Hummingbirds
The Hummingbirds are a growing series of giant bird puppets created by Toni Mikulka-Chang in the years following the passing of her father and grandparents. These puppets were conceived as a way to honor memory, continuity, and transformation, and to represent the idea of spirits returning in new forms—light, fast, and full of motion.
In many cultures, hummingbirds are seen as messengers, carriers of joy, and symbols of endurance and presence. In this body of work, they serve as living, moving memorials—appearing in stage performances, festivals, parades, and immersive installations as quiet, luminous presences that move through space and crowd like living light.
Two hummingbirds are currently in active performance, with more in the series in development.
Materials & Construction
The Hummingbirds combine lightweight sculptural techniques with fine textile work:
Wings and body: Made from hand-painted silk
Heads: Sculpted from reed and papier-mâché
Structure: Lightweight internal armature designed for pole operation
The silk is treated and set to create a luminous, translucent surface that catches light beautifully, especially in evening and stage-lit performances.
Scale, Movement & Performance
Each hummingbird has a wingspan of approximately 4 feet. They are animated using poles that are approximately 4 to 5 feet long, allowing the puppets to hover, dart, sweep, and glide through space.
Depending on the choreography and setting, each hummingbird can be puppeteered by one, two, or three performers. This flexibility allows for both intimate, delicate movement and more complex, highly animated flight patterns in larger performances.
Purpose & Ongoing Life
The Hummingbirds were created as part of an ongoing exploration of remembrance, transformation, and continuity. In performance, they often appear as quiet, radiant presences—moving between people, across stages, and through open spaces in ways that feel both grounded and otherworldly.

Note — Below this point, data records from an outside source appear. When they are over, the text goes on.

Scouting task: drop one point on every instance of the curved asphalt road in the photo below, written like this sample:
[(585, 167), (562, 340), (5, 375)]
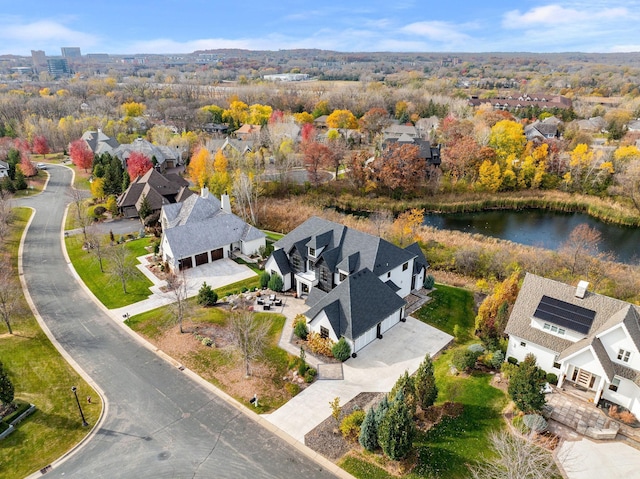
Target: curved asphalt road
[(160, 423)]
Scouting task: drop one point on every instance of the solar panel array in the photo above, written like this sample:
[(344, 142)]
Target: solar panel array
[(565, 314)]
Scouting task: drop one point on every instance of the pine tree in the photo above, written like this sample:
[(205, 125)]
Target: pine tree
[(396, 431), (405, 384), (6, 387), (369, 431), (425, 384), (525, 386)]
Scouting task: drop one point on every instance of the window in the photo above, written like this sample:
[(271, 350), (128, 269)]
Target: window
[(615, 383), (624, 355)]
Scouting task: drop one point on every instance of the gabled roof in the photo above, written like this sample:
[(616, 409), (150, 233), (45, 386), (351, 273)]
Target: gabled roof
[(357, 304), (199, 224), (376, 254), (608, 312)]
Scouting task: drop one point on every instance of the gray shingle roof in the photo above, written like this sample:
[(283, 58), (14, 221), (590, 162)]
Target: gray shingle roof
[(609, 312), (357, 304), (199, 224), (374, 253)]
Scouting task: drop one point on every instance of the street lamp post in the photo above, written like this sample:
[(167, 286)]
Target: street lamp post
[(75, 393)]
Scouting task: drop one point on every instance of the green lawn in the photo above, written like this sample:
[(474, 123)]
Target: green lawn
[(445, 450), (205, 361), (107, 288), (449, 307), (42, 377)]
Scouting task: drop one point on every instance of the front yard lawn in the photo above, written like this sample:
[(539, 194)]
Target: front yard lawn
[(107, 288), (220, 363), (42, 377)]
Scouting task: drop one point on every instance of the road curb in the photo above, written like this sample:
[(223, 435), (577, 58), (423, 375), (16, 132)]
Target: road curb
[(66, 356)]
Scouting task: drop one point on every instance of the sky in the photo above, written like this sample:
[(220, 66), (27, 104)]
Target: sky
[(184, 26)]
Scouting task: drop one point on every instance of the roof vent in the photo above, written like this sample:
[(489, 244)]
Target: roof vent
[(581, 289)]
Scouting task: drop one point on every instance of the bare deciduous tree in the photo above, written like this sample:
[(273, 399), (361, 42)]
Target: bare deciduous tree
[(10, 294), (178, 287), (250, 336), (121, 264), (517, 458)]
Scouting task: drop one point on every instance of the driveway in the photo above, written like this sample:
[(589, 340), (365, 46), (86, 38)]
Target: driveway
[(159, 421), (376, 369), (587, 459)]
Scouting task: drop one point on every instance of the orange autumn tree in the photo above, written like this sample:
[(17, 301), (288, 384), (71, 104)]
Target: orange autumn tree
[(138, 164), (200, 167)]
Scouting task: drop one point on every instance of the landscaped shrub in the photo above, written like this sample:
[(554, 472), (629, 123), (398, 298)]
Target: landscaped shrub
[(300, 328), (264, 279), (429, 282), (464, 359), (318, 344), (341, 350), (207, 296), (350, 425), (276, 283)]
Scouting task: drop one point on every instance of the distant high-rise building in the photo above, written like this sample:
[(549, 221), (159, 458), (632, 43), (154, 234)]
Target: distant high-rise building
[(71, 52), (39, 58), (58, 67)]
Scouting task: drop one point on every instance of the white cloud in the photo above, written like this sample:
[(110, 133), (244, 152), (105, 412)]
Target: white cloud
[(550, 15), (18, 36)]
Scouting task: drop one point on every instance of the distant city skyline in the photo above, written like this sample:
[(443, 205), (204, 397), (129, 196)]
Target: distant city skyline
[(172, 27)]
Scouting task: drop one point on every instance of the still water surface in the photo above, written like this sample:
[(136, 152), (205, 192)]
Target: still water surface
[(541, 228)]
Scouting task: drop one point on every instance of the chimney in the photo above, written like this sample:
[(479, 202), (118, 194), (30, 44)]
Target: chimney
[(581, 289), (226, 203)]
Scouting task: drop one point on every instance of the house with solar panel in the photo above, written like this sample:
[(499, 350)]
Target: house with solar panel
[(355, 284), (590, 341)]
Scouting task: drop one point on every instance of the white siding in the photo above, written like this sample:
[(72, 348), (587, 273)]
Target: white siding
[(544, 357)]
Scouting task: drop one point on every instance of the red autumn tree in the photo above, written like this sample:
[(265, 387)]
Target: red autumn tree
[(40, 145), (138, 164), (27, 167), (316, 156), (80, 154)]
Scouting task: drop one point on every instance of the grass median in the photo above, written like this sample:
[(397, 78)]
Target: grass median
[(40, 376)]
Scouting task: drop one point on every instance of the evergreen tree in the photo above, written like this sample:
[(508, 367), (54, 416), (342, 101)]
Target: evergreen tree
[(525, 386), (396, 431), (425, 384), (405, 384), (369, 431), (20, 183), (6, 387), (145, 208)]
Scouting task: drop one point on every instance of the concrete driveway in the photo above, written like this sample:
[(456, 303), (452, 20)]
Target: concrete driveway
[(586, 459), (376, 369)]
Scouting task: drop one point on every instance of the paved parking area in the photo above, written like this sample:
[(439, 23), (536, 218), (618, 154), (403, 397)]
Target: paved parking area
[(376, 369), (587, 459)]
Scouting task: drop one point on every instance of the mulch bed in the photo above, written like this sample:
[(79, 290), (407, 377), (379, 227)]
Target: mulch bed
[(326, 438)]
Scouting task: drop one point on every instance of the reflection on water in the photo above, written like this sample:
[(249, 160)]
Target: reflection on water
[(541, 228)]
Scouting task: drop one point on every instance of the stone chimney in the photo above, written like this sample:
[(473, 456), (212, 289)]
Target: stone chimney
[(581, 289), (226, 203)]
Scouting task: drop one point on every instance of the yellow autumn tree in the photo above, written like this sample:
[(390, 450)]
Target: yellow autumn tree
[(220, 181), (489, 178), (200, 167), (133, 108)]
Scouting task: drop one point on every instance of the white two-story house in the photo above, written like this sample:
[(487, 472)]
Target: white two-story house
[(589, 340), (355, 283)]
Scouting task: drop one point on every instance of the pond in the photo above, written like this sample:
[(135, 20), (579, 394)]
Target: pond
[(542, 228)]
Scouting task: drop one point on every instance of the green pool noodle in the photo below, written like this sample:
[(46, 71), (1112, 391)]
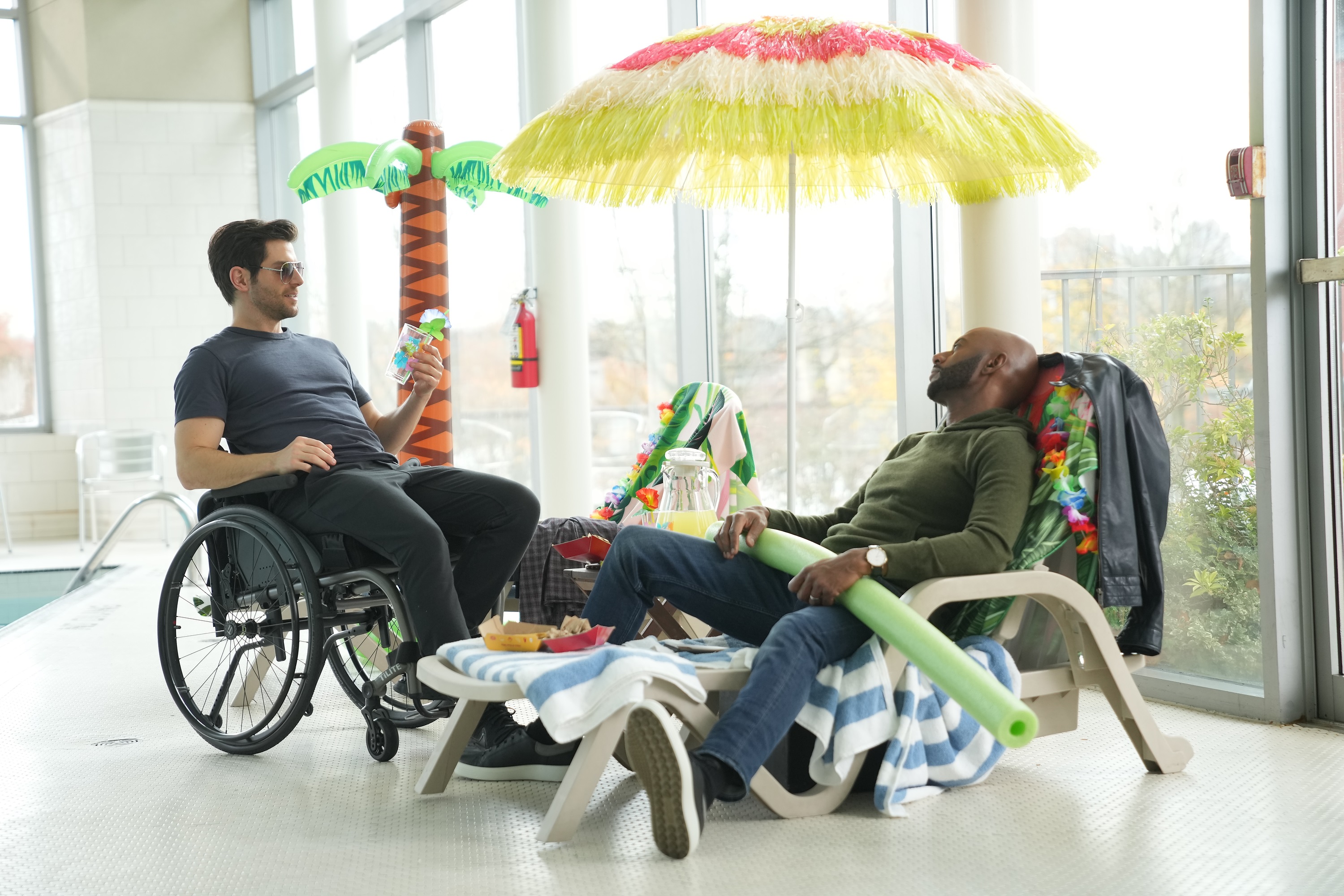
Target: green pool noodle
[(974, 687)]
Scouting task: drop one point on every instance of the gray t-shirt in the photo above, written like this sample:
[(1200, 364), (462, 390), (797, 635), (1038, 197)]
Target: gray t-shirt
[(271, 389)]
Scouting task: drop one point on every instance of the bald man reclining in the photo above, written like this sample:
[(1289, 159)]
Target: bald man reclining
[(944, 503)]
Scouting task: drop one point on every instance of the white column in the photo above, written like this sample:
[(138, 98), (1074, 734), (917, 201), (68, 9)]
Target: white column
[(334, 73), (1000, 240), (566, 431)]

As part of ArtJoy’s Giant Puppets Save the World collection, the Hummingbirds continue to be used in stage works, festivals, and site-specific performances that explore grief, beauty, resilience, and the invisible threads that connect past and present.
Chrysalis Lantern
The Chrysalis Lantern is a glowing, sculptural puppet-lantern created by Toni Mikulka-Chang as part of the Monarch Butterfly lifecycle series, joining Cornelius the Caterpillar and the Monarch Butterflies in a complete narrative of transformation. The chrysalis represents the quiet, hidden, and essential stage of change—the moment when everything is reorganizing before something new emerges.

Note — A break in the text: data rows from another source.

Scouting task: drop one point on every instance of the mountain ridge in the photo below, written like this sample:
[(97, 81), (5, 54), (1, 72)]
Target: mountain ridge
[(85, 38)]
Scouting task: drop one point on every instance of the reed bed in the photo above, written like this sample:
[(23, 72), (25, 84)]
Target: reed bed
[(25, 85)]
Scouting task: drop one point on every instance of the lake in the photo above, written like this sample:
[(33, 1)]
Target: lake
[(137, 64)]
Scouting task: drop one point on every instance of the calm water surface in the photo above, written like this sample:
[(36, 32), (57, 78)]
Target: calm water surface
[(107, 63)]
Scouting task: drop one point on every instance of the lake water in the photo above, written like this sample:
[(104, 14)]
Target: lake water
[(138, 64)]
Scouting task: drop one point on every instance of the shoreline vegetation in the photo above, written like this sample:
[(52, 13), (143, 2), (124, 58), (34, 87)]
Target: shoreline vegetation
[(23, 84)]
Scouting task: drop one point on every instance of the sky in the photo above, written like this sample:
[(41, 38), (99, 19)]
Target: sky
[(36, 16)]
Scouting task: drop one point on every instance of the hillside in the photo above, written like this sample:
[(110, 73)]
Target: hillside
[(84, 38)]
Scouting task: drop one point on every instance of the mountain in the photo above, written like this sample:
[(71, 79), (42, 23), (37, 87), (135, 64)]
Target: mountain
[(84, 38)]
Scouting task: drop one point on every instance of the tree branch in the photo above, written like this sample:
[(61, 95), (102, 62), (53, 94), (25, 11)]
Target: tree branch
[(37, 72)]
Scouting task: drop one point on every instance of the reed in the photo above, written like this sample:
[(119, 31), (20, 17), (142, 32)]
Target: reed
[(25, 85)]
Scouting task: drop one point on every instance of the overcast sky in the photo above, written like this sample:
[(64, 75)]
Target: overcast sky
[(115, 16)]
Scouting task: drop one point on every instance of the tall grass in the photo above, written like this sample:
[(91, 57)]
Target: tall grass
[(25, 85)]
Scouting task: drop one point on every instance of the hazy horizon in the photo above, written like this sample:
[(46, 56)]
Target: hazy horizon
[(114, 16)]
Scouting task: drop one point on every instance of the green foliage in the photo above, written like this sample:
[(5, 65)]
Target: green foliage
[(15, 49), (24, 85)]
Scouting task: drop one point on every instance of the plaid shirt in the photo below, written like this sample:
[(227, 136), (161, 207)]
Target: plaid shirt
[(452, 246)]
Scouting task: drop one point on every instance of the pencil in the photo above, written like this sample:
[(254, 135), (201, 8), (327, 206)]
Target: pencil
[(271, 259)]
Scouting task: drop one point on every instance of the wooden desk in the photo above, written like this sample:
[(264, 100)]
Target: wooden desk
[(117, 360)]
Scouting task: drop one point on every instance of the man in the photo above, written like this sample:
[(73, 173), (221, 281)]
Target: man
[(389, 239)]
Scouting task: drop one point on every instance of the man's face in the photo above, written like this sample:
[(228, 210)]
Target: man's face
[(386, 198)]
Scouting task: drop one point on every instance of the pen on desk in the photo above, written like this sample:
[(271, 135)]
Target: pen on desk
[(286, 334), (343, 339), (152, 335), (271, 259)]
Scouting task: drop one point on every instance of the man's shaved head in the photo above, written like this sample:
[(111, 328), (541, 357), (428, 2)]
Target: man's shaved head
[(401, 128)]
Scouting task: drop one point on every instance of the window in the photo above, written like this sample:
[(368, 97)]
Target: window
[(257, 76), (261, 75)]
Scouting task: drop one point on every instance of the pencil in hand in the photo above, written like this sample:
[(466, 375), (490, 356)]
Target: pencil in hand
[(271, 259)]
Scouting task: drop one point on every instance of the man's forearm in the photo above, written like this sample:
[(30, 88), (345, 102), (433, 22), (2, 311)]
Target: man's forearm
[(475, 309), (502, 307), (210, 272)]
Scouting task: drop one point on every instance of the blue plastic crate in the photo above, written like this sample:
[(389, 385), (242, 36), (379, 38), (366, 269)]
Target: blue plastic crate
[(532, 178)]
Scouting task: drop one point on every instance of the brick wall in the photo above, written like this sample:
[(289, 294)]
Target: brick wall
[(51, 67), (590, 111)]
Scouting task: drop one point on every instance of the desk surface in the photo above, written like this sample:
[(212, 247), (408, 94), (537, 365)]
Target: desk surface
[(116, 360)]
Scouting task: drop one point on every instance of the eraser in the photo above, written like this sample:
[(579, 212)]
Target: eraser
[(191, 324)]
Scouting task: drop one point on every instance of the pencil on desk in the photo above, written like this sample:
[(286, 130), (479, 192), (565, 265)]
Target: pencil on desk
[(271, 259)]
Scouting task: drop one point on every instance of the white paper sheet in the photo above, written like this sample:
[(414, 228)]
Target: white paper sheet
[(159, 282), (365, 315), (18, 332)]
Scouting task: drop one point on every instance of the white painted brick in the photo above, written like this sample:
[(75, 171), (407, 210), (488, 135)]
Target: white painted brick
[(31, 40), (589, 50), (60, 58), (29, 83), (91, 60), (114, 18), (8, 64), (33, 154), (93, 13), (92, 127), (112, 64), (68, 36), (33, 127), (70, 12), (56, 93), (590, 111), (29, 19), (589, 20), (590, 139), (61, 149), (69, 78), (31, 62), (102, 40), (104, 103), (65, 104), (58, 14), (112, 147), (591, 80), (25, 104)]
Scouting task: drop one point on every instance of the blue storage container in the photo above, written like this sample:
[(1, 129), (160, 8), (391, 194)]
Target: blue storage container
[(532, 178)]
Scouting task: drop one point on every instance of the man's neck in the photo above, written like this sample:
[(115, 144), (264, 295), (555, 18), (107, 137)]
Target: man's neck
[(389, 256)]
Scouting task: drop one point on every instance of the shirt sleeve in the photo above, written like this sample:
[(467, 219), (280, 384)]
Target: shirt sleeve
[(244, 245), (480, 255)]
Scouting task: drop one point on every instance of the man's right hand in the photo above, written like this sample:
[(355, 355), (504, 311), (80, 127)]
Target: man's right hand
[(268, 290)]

Designed to function both as a visual sculpture and as a luminous performance object, the Chrysalis Lantern brings a sense of stillness, anticipation, and wonder into installations, evening performances, and immersive environments.
Materials & Construction
The Chrysalis Lantern is built using a combination of lightweight natural materials and traditional sculptural techniques:
Structure: Formed from reed
Skin and surface: Made from architectural tracing paper and silk
Form and detailing: Shaped using papier-mâché techniques
The layered materials create a translucent surface that allows the lantern to glow from within, giving it a soft, ethereal presence in low light and nighttime settings.
Scale, Light & Presence
The Chrysalis Lantern stands approximately 4 feet tall and 2 feet wide. Its proportions make it large enough to read clearly in space while still feeling intimate and delicate.
When illuminated internally, it becomes a quiet, radiant focal point—less about movement and more about atmosphere, pause, and transformation.
Purpose & Ongoing Life
The Chrysalis Lantern was created to complete the Monarch lifecycle series and to give physical form to the often unseen stage of change. In performances and installations, it serves as a moment of stillness between the energy of the caterpillar and the expansive flight of the butterfly.
As part of ArtJoy’s Giant Puppets Save the World collection, the Chrysalis Lantern continues to be used in installations, ritual performances, and educational settings focused on life cycles, transformation, and the fragile beauty of living systems.